S'agissant de la lutte contre les discriminations, l'Assemblée nationale souhaite déjà revenir sur la loi sur la Justice du XXIème siècle, qui a été promulguée il y a moins d'un mois. Un fonds de soutien à l'action de groupe est par exemple créé, alors que le Sénat s'y est toujours opposé, même sous la précédente majorité.

Outre qu'elle a multiplié de manière désordonnée le nombre de critères de discrimination, l'Assemblée a rétabli des circonstances aggravantes générales, des délits, qui portent notamment une atteinte disproportionnée à la liberté d'expression et qui sont contraires aux principes constitutionnels de légalité des délits et des peines, et de nécessité des peines.

L'Assemblée nationale a rétabli le rôle de chef de file de la région en matière de politique de la jeunesse ainsi que de coordination des politiques d'information. C'est revenir sur la loi NOTRe, tant vantée.

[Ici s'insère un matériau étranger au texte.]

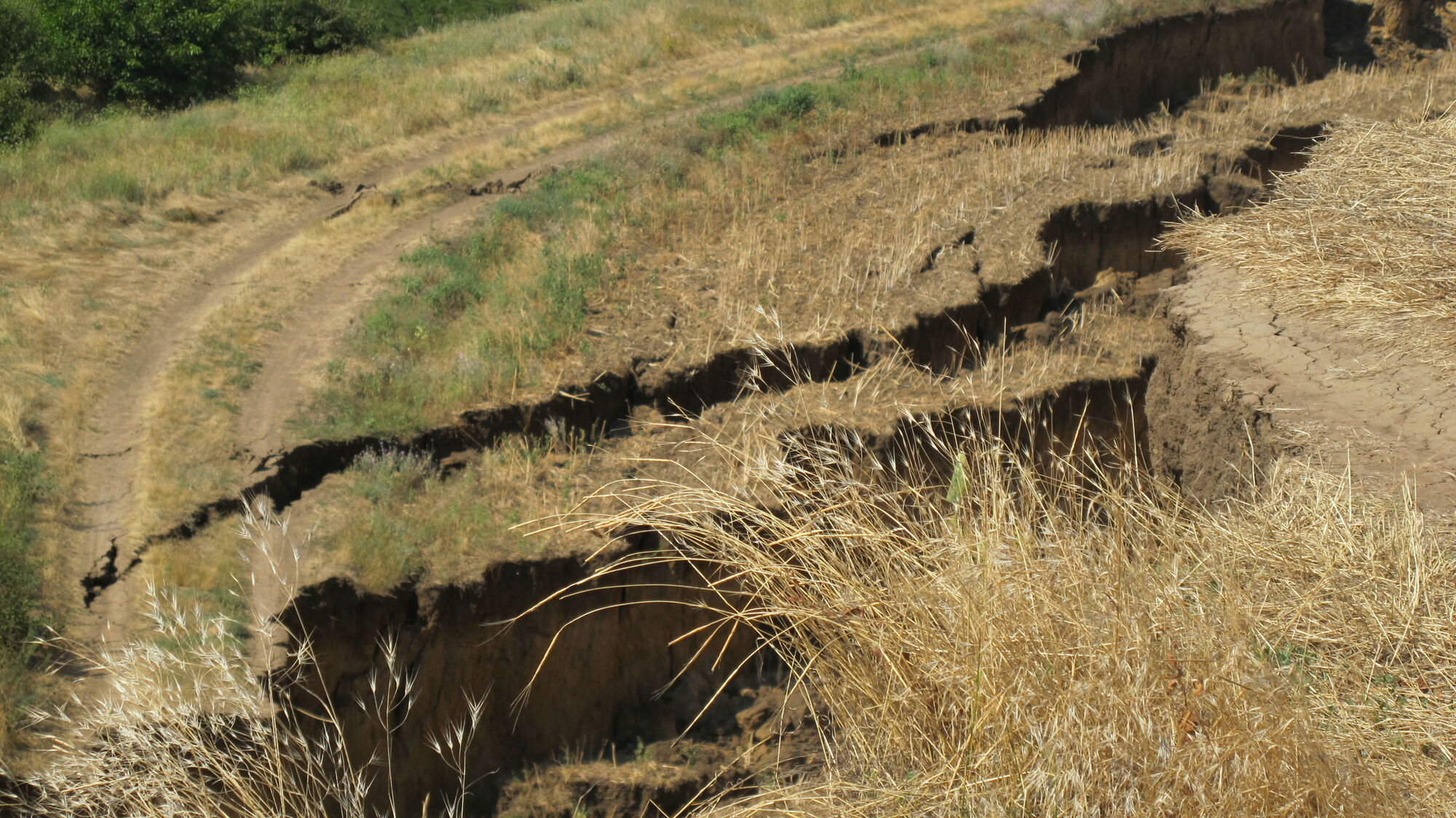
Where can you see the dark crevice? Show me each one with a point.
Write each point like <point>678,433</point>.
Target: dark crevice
<point>1164,63</point>
<point>1088,237</point>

Sur l'éducation, nous avions construit un texte sécurisé, qui instaurait un contrôle annuel obligatoire, afin d'éviter les dérives possibles de la liberté d'enseignement. L'Assemblée n'a conservé de notre travail que quelques modifications d'ordre rédactionnel. Outre les dispositions sans portée normative ou de nature manifestement réglementaire qu'elle a rétablies, trois sujets majeurs de divergence demeurent : sur l'article 14 bis, relatif au contrôle de l'instruction en famille, les députés ne nous ont pas suivis. Sur l'article 14 decies, relatif aux conditions d'ouverture des établissements privés d'enseignement scolaire, je rappelle que le ministère de l'éducation nationale souhaitait pouvoir procéder par ordonnance et instaurer un régime d'autorisation. Nous avions proposé un dispositif sécurisé de déclaration préalable. Je maintiens les réserves que j'avais exprimées quant au bien-fondé et à l'efficacité d'un régime d'autorisation - sans parler de sa conformité à la Constitution. Enfin, les députés ont réintroduit un droit d'accès à la restauration scolaire pour les élèves du premier degré, alors que la décentralisation est à la mode.

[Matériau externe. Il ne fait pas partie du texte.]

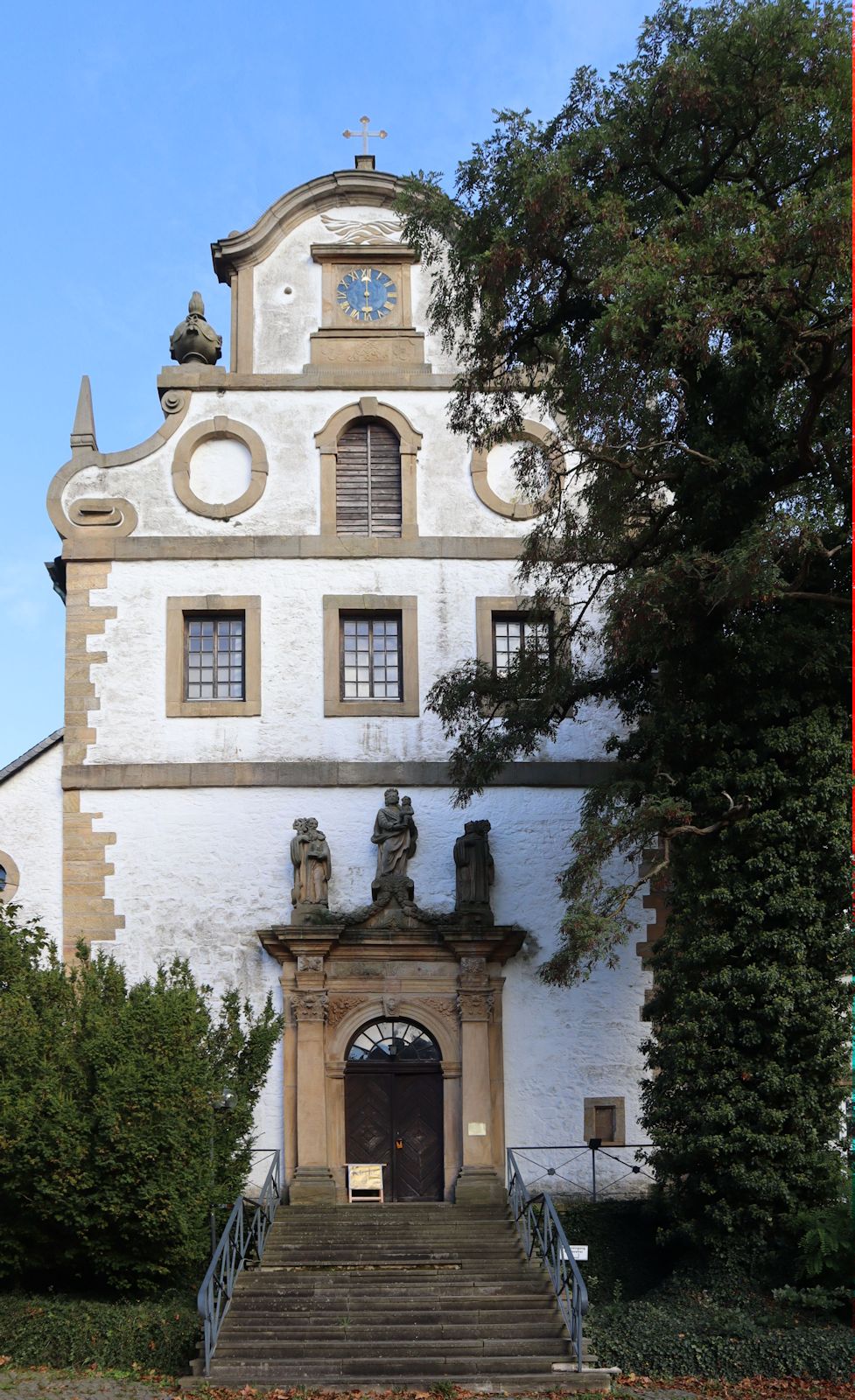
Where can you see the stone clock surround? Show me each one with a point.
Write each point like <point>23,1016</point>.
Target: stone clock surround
<point>334,979</point>
<point>392,340</point>
<point>237,256</point>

Sur ce dernier point, je regrette que la position du Sénat ait été violemment caricaturée par le Gouvernement et sa majorité à l'Assemblée. En décembre 2015 comme en octobre dernier, le Sénat ne s'est pas opposé à ce que la restauration scolaire revête un caractère obligatoire, comme dans le second degré ; bien au contraire, j'ai invité le Gouvernement à le proposer au lieu de transférer aux communes de nouvelles charges financières. De toute évidence, la crispation des députés et du Gouvernement sur ce sujet, comme sur l'ensemble de ce projet de loi, traduit leur préférence, poussée au fétichisme, pour les mesures d'affichage, au détriment de véritables solutions.

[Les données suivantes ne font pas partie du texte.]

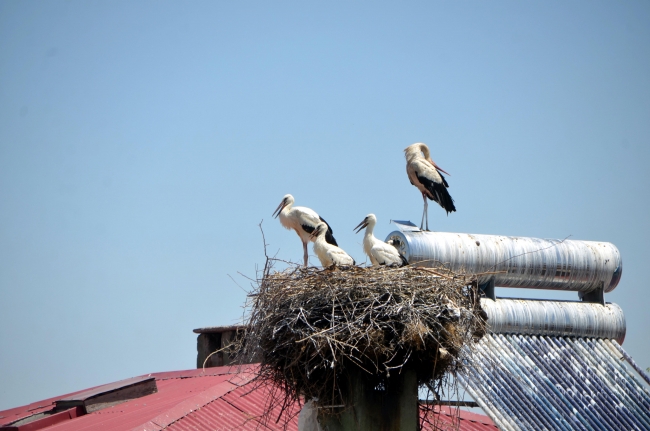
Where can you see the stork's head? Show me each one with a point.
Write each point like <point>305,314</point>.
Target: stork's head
<point>287,200</point>
<point>419,149</point>
<point>321,228</point>
<point>416,150</point>
<point>370,220</point>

Bref, la nouvelle lecture à l'Assemblée nationale confirme le rejet, par les députés, de ce que nous avons tenté de mettre en oeuvre : un dialogue constructif entre assemblées pour rapprocher nos positions. Nous en prenons acte, avec regret et incompréhension, au vu de l'objectif initial de ce texte, que nous partageons, et qui est de construire une République dans la cohésion sociale.

Mme Dominique Estrosi Sassone, rapporteur. - S'agissant du volet logement et gens du voyage, sans surprise, les députés ont rayé d'un trait de plume les principales modifications que nous avions apportées au projet de loi et rétabli leur texte, qu'ils s'agissent des dispositions relatives aux attributions de logements sociaux pour favoriser la mixité sociale, des modifications apportées à la loi SRU ou encore des dispositions relatives aux gens du voyage.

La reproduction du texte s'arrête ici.